Libart は 2D のベクターグラフィックを描画するためのライブラリで、Gnome プロジェクトにおいても採用されています。このライブラリは主に Raph Levien 氏と Miles Jones 氏によって開発されたものであり、彼らは GhostScript の作者としても有名です。
シンフォニーでは Libart にいくつかの変更をした上でそれを利用しています。主な変更点を次に挙げます。
- アロケータを関数化
- グラデーション処理の変更
- "colinear!" 警告の抑制
- アルファ転送機能追加(バイリニア補間)
当社において独自に変更した Libart のソースコードは、次のリンクからダウンロード可能です。

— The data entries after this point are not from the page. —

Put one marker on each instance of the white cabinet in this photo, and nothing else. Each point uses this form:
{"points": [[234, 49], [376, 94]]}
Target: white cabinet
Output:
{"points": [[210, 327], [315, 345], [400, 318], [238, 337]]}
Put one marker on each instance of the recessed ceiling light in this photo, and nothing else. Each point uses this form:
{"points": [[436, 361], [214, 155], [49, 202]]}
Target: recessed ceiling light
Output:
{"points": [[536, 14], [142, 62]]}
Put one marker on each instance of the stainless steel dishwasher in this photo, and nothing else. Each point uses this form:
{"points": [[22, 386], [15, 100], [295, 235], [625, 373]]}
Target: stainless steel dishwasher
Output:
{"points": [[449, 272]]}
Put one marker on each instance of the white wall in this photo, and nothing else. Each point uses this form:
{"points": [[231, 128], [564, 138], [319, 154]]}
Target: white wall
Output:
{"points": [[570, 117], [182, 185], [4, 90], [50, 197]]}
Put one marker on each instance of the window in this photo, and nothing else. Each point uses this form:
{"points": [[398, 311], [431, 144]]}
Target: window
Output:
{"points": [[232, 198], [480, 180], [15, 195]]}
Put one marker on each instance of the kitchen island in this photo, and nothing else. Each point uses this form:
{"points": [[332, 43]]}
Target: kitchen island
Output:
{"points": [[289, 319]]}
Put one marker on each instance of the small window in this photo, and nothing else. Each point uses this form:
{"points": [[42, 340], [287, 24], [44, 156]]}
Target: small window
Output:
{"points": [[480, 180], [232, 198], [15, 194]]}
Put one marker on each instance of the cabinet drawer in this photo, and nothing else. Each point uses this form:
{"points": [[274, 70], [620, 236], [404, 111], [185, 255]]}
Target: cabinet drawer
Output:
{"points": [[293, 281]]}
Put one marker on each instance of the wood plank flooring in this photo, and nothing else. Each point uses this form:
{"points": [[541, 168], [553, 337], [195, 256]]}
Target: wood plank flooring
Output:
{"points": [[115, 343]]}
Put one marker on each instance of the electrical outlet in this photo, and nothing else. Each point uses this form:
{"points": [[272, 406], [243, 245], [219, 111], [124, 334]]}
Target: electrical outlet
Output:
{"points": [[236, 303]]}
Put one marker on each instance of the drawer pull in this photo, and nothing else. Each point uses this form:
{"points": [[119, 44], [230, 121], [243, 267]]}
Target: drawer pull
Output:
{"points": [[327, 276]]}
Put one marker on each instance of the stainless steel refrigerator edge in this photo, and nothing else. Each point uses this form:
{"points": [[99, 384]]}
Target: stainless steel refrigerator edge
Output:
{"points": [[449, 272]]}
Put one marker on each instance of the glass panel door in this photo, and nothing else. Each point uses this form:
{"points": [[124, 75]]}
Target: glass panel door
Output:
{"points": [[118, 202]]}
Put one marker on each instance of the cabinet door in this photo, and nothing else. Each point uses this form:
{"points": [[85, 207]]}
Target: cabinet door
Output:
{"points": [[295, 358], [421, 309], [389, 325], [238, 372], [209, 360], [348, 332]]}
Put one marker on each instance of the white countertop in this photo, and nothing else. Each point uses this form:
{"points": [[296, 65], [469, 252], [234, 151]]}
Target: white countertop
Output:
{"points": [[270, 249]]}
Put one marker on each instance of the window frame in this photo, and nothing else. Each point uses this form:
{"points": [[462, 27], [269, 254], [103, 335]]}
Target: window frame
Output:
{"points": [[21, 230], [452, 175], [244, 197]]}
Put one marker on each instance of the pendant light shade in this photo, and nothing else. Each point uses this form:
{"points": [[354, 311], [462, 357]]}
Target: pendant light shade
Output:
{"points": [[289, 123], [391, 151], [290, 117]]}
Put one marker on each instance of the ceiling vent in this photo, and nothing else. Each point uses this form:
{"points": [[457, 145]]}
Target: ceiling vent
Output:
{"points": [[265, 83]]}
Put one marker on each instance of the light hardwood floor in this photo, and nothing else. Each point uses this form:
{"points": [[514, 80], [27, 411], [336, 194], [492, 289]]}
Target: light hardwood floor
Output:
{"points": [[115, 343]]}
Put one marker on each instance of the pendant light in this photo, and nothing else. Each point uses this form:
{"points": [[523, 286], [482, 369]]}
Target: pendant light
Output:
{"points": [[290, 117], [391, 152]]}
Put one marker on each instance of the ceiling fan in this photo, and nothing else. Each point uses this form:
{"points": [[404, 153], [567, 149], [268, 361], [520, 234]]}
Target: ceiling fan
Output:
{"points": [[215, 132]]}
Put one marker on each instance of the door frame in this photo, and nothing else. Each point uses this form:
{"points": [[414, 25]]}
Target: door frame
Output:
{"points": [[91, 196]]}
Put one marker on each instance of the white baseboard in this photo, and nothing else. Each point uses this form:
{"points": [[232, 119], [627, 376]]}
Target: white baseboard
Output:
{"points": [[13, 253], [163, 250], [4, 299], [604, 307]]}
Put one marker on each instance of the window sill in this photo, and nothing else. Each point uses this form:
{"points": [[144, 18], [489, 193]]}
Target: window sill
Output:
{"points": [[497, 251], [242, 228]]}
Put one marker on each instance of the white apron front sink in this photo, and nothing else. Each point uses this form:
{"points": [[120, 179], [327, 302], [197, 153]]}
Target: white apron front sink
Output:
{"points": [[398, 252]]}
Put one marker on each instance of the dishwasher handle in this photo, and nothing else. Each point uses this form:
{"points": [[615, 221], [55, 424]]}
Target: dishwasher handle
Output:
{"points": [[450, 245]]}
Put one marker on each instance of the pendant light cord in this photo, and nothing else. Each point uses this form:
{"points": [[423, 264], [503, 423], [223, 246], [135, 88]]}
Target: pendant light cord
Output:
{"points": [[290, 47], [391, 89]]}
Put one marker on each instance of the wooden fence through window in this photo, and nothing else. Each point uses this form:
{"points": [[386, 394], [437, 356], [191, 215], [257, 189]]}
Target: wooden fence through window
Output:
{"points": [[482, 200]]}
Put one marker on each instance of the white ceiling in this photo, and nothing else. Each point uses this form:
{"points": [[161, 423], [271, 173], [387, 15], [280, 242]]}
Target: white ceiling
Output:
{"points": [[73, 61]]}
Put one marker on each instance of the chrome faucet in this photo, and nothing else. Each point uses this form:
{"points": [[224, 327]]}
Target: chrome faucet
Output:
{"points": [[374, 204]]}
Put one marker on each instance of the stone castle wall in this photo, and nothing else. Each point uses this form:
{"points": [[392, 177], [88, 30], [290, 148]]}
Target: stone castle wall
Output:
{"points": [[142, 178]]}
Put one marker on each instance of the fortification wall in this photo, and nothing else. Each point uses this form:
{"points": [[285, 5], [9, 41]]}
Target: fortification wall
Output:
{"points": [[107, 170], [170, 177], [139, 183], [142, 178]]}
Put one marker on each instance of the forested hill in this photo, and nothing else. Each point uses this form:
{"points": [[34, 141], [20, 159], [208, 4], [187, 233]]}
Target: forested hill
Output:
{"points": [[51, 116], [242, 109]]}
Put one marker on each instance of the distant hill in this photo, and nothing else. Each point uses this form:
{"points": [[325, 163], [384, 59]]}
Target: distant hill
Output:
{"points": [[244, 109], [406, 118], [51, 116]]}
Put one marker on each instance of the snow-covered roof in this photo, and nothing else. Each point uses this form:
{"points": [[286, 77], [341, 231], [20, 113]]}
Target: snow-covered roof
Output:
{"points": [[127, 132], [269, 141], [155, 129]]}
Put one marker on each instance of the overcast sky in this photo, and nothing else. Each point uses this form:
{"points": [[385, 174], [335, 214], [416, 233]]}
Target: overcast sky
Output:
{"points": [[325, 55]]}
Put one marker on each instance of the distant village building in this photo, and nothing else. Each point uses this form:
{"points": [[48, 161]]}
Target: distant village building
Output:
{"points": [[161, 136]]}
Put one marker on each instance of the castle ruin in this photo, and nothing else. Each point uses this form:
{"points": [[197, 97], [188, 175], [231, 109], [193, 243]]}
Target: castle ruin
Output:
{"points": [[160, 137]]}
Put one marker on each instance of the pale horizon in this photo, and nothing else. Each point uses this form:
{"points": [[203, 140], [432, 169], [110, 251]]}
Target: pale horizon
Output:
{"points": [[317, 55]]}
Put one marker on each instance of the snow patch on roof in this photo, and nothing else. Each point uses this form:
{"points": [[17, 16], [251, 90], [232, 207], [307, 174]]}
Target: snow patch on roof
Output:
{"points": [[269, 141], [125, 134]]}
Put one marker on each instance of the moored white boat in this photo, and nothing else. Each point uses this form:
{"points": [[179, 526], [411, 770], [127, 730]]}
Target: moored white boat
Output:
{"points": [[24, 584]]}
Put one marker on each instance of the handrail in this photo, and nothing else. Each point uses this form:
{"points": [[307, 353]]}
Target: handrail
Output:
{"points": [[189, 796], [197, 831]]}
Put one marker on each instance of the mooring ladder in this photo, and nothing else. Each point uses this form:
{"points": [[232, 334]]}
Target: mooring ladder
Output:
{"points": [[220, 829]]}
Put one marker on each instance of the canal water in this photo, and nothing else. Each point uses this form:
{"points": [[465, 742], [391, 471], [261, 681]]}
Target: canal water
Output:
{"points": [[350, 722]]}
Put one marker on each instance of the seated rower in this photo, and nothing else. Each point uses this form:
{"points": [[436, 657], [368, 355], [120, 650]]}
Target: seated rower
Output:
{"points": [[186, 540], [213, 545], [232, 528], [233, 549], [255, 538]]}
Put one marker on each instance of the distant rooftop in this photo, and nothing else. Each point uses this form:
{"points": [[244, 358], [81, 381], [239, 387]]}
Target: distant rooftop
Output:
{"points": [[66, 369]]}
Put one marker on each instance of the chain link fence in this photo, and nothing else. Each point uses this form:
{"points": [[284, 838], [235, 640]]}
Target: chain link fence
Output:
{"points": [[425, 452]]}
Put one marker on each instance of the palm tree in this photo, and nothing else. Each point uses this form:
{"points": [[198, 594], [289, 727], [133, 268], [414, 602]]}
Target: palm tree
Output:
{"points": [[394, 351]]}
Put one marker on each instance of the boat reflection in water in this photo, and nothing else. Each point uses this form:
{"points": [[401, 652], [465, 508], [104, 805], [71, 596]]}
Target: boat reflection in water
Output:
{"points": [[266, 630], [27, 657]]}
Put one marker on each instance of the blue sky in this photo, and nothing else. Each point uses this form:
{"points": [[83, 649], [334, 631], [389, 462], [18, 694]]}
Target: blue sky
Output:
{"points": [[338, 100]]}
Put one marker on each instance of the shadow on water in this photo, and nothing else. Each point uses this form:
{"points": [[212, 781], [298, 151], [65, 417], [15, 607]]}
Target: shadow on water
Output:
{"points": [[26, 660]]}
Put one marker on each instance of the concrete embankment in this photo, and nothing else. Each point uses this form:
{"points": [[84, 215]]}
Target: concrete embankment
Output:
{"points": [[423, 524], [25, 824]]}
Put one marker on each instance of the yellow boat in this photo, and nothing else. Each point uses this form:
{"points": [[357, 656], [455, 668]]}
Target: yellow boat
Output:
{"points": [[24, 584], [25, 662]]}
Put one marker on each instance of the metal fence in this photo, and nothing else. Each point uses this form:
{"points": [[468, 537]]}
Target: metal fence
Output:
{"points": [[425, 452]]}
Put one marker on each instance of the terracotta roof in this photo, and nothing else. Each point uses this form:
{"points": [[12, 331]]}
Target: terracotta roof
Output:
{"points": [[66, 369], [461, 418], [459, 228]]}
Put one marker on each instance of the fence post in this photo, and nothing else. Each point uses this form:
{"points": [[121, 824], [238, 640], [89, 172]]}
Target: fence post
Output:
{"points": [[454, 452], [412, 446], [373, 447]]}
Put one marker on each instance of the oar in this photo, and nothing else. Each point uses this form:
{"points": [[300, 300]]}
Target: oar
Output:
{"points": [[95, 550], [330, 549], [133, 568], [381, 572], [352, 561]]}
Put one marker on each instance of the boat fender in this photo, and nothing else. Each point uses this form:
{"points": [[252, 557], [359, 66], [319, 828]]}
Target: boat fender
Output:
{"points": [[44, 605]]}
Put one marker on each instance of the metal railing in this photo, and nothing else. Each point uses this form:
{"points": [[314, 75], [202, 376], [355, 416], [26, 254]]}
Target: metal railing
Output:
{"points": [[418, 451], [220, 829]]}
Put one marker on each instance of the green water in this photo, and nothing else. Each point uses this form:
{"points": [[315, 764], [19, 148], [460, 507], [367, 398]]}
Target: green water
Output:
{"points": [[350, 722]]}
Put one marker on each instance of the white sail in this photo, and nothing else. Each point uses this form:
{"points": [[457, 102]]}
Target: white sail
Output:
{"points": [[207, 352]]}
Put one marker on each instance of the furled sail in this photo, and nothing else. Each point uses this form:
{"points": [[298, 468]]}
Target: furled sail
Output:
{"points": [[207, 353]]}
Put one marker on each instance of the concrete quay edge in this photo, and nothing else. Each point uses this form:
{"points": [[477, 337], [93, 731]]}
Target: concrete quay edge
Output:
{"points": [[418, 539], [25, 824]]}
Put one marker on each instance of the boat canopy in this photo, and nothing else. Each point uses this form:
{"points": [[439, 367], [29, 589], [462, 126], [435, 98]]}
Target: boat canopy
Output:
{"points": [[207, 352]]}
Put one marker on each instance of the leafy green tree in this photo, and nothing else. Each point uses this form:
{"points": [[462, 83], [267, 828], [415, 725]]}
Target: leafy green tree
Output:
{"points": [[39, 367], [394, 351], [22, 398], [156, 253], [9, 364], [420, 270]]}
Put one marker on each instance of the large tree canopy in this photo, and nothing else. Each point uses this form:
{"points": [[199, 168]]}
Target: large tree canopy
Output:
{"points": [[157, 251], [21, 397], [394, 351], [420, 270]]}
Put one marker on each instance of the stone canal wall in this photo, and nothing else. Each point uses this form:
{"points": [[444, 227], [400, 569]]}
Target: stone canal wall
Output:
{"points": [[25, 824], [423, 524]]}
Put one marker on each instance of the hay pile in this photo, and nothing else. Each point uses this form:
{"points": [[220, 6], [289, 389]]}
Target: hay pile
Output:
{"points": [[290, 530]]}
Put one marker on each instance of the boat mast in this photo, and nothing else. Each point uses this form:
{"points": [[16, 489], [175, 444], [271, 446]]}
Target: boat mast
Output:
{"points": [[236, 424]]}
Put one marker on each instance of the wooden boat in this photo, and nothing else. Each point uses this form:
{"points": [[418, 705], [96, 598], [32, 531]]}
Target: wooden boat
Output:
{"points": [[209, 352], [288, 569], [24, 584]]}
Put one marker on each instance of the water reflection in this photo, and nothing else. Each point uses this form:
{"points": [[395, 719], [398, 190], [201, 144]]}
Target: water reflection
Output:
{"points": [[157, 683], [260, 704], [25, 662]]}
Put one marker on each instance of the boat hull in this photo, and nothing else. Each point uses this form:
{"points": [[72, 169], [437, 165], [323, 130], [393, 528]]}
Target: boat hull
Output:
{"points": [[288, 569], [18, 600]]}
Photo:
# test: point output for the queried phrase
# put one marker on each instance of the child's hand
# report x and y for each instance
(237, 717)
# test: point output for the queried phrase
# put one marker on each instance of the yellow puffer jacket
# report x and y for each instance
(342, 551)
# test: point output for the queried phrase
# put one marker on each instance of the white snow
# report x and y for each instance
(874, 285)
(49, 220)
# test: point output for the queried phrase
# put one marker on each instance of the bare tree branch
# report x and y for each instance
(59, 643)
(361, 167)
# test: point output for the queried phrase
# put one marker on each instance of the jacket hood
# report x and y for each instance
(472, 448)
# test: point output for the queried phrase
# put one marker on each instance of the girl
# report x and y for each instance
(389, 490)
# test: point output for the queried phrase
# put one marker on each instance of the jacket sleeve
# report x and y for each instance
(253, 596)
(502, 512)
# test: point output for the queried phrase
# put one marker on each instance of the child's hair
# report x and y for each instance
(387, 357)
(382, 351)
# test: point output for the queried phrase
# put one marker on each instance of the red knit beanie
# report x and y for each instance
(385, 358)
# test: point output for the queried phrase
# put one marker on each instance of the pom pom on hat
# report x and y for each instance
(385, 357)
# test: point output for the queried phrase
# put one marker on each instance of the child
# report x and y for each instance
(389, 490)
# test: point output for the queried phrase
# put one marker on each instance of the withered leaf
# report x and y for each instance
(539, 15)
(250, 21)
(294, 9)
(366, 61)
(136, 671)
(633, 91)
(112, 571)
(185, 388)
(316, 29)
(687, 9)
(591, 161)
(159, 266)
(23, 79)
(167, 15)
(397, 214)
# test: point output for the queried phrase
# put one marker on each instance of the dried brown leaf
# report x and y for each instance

Gresan SVG Library 用 Libart ソースコード
Libart のみについてソースコードを公開するという対応は、LGPL (GNU Lesser General Public License) の考え方に基づいた対応であり、当社では GNU およびオープンソースのプロジェクトに対して敬意を払い、それらのライセンスを尊重した活動を行いたいと考えていることによります。
シンフォニーは Raph Levien 氏ら主要開発者および彼らの営業担当者と連絡を取り、Libart のライセンス形態について意見交換を続けています。現在の所 Gresan SVG Library においては Libart を LGPL の下に同梱していますが、将来的には彼らが提供する商用ライセンスに移行する予定です。